Forging loops on ends of stock is a basic exercise. I do this exercise a lot on the face and horn of the anvil and use a straight pien. If I have a piece of tooling in the hardy (or vise) I use a cross pien because the geometry has changed. This also pertains to a floor cone mandril or swage block edge (which almost always uses a cross pien in my needs).
Some are in love with a quarter pien and I can understand that I guess. I just stay 45º or 90º to the stock and have always gotten by better with straights and crosses. I have made a rounding hammer from an engineers hammer ( ball one end, rounding other end). I have hammers with square face and round. I have I guess 6 choices of ball piens. The only custom made hammers I have are the ones Junior made (other than re-worked ones I have made). My hammers all have long handles and the large part have thinned wood behind the head transitioning to a somewhat heavier mass midshaft.

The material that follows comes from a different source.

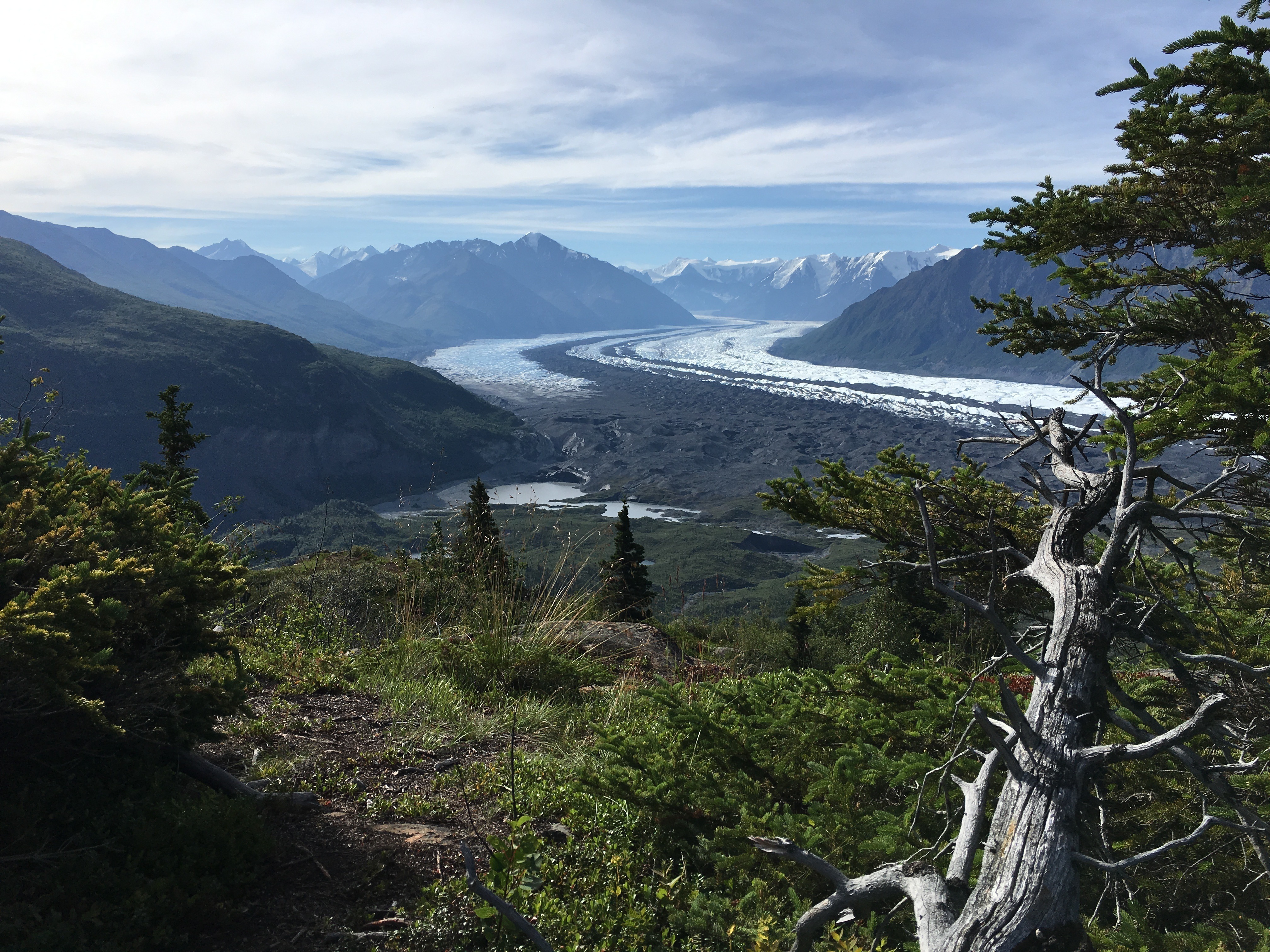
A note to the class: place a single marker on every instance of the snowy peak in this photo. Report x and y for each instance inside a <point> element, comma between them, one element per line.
<point>228,249</point>
<point>322,263</point>
<point>812,289</point>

As my name implies I use a lot of hammers. I have watched Frank Turley do a fair bit of work on different projects at a demo. Forging, scarfing, welding, upsetting. This was all done with one hardware store bought hammer (cross pien ). He had dressed the face and pien to his liking and also the (storebought) handle. I was impressed to say the least.
This particular issue boils down to acquiring the ability to operate a hammer. Bad habits are sometimes hard to break. I have torn tools up in my learning proccesses trying to do things the way I thought they should be done. I have succeeded in getting things done in most instances and the tool became a consumable (hammer, tongs, welding nozzles etc). Watching another smith for 5-6 hours was a Godsend to me. I need to get out of this cave more often. Thanks to the BAM boys (and girls) and of course thanks to Frank.
You can't clear the water till you've got the pigs out of the creek.
#29
Posted 04 December 2009 - 11:41 AM
In my smithy and school I have ALL types of hammers to show my students the veriety of hammers in the smithing world.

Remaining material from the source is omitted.